Все-таки я, должно быть, дремал, потому что наступило пробуждение. Разбудило меня радио. Передавали утреннее сообщение Совинформбюро: «В течение ночи на 8 августа наши войска продолжали вести бои с противником на Кексгольмском, Смоленском, Белоцерковском направлениях и на Эстонском участке фронта. На остальных направлениях и участках фронта крупных боевых действий не велось. Наша авиация во взаимодействии с наземными войсками продолжала наносить удары по мотомехчастям и пехоте противника на поле боя и по его авиации на аэродромах…

Немецко-фашистские зверства во Львове. Пьяные немецкие солдаты затаскивали Львовских девушек и молодых женщин в парк Костюшко и зверски насиловали их. 15-летнюю школьницу Лидию С. поочередно изнасиловали семь немецких танкистов. Истерзанный труп несчастной девочки фашисты бросили в помойку дома № 18 на улице Словацкого…»

И словно в насмешку где-то рядом я услышал другие звуки. В комнате кто-то негромко, не торопясь, читал молитву:

— Боже, очисти мя грешного. Избави мя от лукавого и да будет во мне воля твоя…

Льстивый женский голос обратился ко мне:

— С благополучным прибытием.
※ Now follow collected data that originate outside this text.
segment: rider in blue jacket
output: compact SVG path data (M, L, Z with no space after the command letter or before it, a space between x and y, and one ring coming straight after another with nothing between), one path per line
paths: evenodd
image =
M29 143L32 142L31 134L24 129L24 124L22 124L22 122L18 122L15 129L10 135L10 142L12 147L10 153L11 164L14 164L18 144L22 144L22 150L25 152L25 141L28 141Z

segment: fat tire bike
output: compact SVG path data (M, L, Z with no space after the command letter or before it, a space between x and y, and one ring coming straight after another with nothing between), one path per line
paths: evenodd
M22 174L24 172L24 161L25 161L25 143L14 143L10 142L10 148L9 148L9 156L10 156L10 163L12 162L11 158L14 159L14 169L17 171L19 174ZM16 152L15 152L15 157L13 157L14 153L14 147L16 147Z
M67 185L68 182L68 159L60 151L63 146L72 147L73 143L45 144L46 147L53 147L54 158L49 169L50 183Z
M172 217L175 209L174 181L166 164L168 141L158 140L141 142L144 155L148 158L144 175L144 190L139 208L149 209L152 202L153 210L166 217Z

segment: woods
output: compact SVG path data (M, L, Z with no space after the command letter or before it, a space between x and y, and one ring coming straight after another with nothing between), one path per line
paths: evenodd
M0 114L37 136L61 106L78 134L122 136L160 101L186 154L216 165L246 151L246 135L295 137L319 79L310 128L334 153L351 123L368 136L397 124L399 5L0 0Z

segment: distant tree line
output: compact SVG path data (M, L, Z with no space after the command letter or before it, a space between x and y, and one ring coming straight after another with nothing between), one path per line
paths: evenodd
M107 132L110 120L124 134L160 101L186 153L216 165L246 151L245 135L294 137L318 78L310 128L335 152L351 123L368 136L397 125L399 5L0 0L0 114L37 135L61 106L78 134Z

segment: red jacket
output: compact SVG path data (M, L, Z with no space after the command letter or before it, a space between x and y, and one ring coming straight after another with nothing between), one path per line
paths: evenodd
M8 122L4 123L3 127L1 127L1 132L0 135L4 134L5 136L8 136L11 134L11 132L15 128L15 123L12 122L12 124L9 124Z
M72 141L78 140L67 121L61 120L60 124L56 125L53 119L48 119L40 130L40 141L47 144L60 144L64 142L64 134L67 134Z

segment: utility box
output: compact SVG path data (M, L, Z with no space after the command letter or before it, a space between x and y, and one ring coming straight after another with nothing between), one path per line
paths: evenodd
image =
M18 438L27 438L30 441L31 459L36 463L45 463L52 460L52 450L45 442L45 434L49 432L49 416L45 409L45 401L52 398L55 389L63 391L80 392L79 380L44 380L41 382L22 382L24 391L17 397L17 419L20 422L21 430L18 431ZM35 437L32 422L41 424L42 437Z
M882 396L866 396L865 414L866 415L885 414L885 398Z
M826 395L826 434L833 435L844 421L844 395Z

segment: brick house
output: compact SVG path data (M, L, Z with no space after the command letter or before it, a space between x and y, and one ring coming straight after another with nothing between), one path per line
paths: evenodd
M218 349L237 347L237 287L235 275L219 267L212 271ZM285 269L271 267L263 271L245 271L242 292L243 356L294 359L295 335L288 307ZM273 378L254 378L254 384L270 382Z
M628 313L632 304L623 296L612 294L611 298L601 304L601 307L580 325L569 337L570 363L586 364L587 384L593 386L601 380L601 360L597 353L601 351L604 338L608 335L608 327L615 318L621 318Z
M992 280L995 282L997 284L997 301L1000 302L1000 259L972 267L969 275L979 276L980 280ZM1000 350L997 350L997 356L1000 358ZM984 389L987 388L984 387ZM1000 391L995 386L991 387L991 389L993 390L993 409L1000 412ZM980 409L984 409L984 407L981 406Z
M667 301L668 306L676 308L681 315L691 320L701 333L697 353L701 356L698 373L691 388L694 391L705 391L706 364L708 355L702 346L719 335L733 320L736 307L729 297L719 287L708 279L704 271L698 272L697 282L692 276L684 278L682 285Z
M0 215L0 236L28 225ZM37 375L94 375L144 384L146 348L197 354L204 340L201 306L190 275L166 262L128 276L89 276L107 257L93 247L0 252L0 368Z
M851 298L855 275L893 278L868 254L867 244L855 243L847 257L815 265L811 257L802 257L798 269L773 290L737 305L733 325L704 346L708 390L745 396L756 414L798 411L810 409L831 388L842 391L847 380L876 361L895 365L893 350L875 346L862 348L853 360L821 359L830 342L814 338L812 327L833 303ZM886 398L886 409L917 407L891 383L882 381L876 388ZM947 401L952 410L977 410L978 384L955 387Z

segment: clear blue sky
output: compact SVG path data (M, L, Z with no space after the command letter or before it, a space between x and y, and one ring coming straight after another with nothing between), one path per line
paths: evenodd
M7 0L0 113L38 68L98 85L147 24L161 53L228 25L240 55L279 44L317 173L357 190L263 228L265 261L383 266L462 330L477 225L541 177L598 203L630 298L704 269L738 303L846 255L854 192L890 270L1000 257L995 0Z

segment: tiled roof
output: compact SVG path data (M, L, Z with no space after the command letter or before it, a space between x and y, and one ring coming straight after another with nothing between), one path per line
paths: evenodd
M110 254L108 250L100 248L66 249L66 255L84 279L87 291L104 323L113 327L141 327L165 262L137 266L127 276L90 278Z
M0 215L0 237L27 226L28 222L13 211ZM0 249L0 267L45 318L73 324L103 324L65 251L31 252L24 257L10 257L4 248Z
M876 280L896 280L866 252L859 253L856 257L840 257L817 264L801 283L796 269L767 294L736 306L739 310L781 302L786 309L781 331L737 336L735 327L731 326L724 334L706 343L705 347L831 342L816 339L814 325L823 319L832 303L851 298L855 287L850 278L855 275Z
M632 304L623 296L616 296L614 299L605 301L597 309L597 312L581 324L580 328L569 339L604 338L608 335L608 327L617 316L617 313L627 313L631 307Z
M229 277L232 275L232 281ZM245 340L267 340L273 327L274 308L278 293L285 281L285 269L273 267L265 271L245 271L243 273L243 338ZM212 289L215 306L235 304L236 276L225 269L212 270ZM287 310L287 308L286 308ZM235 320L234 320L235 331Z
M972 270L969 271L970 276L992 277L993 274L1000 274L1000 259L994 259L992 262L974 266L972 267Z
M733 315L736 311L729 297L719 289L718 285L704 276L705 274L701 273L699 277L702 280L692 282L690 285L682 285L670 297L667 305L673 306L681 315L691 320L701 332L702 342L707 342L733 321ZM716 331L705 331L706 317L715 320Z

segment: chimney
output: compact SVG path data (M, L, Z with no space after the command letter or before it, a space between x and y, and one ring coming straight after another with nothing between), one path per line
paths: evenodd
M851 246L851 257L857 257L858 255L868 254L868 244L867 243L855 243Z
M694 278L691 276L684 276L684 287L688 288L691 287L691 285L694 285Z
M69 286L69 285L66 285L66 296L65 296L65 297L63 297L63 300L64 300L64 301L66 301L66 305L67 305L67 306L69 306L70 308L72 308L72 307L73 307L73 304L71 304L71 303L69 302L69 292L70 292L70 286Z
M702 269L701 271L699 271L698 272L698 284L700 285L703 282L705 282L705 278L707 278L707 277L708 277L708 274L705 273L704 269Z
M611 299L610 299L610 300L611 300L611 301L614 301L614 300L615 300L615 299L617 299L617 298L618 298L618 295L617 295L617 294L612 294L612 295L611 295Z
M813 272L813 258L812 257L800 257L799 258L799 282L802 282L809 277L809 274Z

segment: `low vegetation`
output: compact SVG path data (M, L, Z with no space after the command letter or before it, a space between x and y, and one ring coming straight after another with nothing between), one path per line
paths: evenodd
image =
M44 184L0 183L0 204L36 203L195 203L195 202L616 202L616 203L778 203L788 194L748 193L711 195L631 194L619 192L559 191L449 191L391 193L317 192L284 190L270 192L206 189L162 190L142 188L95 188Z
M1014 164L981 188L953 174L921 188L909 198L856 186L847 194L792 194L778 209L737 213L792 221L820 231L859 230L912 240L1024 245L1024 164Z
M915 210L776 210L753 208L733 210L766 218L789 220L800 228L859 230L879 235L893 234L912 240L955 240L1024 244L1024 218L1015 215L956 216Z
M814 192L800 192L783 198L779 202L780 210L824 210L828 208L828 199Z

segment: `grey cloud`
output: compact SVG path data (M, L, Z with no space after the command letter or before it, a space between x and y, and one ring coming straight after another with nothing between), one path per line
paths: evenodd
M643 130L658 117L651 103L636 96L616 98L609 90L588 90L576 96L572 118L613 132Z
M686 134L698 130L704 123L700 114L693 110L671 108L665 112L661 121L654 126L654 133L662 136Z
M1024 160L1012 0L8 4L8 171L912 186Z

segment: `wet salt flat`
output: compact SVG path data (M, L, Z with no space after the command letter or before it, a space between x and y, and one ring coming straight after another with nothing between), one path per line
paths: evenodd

Как добрались?

Долго ехали?

— Двадцать три дня.

Вслед за ним послышался другой старческий голос:

— Долгонько.

— А мы вас еще на прошлой неделе ждали.

Первый голос принадлежал старухе Аграфене Ивановне, хозяйке той комнаты, в которой я находился. У Аграфены Ивановны настоящее каторжное лицо. Впрочем, «каторжное» — это чепуха. Конечно, и на каторге встречались всякие лица. Лицо же Аграфены Ивановны скорее можно назвать сифилитическим: вдавленный, почти без переносицы нос, безбровые серые глаза, маленькие, острые. И вся она выцветшая, словно застиранная. На верхней губе усики, как у шестнадцатилетнего мальчика. На голове грязная белая косынка. Сама куталась в нечто вязаное, коричневое, похожее на длинный жакет.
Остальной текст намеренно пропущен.